„Das Leben spürbar machen“

Interview mit Andreas Bourani

Andreas, Du hast uns schon 2012 bei der Städtetour mit deinem Song „Wunder“ begleitet, und auch im Jubiläumsjahr unterstützt du uns mit Deinem neuen Lied „Auf uns“. Was verbindet dich mit der Aktion Mensch?

Ich kenne ja die Aktion Mensch schon seit meinen Kindertagen und habe sie noch intensiver bei der Städtetour kennengelernt. Mich beeindruckt seit jeher das Engagement, mit dem sich die Aktion Mensch für die gleichen Bedingungen für alle Menschen einsetzt. Unabhängig von Behinderung, Alter, Herkunft. Das ist eine gute Sache. Wir leben ja in einer Gesellschaft, in der es vielen Menschen richtig gut geht. Deshalb finde ich sehr wichtig, dass alle, die in unserer Gesellschaft leben, auch die gleichen Möglichkeiten und Chancen haben.

Hat die gemeinsame Erfahrung mit uns auf der Städtetour 2012 denn auch deine Sicht auf die Welt verändert?

Ja, total! Meine Perspektive ist seither eine komplett andere. Wenn ich zum Beispiel ein Gebäude betrete denke ich oft: Wär’ ich jetzt im Rollstuhl, würd’ ich hier nicht reinkommen. Ähnlich ist das auf bestimmten Straßen oder öffentlichen Plätzen, die für mich selbstverständlich sind, weil ich keine Behinderung habe. Am Bahnhof zum Beispiel, wenn der Aufzug nicht geht, oder die Rolltreppe. Die Tour mit Euch hat mich sensibler und empathischer gemacht für solche Situationen.

Dein neues Lied „Auf uns“ ist eine Hymne auf das Leben. Was denkst, du warum dieses Lied so gut zur Aktion Mensch passt?

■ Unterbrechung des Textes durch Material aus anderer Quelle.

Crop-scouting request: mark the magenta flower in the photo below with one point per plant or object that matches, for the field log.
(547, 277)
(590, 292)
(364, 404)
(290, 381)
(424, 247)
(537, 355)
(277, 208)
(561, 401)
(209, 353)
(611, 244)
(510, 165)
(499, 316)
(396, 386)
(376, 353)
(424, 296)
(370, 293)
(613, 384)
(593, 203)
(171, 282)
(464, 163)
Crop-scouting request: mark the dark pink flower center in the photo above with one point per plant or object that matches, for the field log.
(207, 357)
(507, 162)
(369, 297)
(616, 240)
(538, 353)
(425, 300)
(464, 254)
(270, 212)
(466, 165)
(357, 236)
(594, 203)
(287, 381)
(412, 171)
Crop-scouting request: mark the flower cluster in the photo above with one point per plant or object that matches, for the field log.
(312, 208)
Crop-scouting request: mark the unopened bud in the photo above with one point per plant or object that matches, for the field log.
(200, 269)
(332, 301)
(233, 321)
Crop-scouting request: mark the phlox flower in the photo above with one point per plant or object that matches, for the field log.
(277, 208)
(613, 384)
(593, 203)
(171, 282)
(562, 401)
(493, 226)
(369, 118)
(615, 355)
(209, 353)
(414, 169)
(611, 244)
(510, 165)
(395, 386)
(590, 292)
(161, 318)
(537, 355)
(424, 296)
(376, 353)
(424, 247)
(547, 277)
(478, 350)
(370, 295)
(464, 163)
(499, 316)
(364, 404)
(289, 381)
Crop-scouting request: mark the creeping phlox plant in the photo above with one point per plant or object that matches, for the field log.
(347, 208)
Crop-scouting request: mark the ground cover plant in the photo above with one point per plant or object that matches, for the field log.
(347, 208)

Zunächst passt es natürlich wunderbar zum Jubiläum der Aktion Mensch, die ja als Organisation in diesem Jahr ein halbes Jahrhundert feiern kann. Dann ist „Auf uns“ ein Lied, das das Leben zelebriert und dazu auffordert, den Moment zu genießen, auch mit jenen Menschen, mit denen wir uns verbunden fühlen. Im Menschsein sind wir ja alle gleich: Wir atmen und fühlen – unabhängig, ob wir eine Behinderung haben oder nicht. „Auf uns“ ist eine Ode ans Leben und kann als Brückenschlag verstanden werden, der uns miteinander verbindet und daran erinnern soll, dass wir lebendig sind und lebendig bleiben.

Wie ist dieses Lied entstanden?

Das war ein Abend mit sehr guten Freunden und guten Gesprächen – ich habe mich sehr wohl gefühlt an diesem Abend und alles hat gestimmt. Und da gab es dann eben diesen Moment, an dem man inne hält und die Gläser hebt und sagt: Lass mal anstoßen!  Auf den Abend – auf uns! Das war einer dieser Momente, die das Leben spürbar machen. Diese Intensität wollte ich mitnehmen und mit anderen teilen, so ist dieser Song entstanden.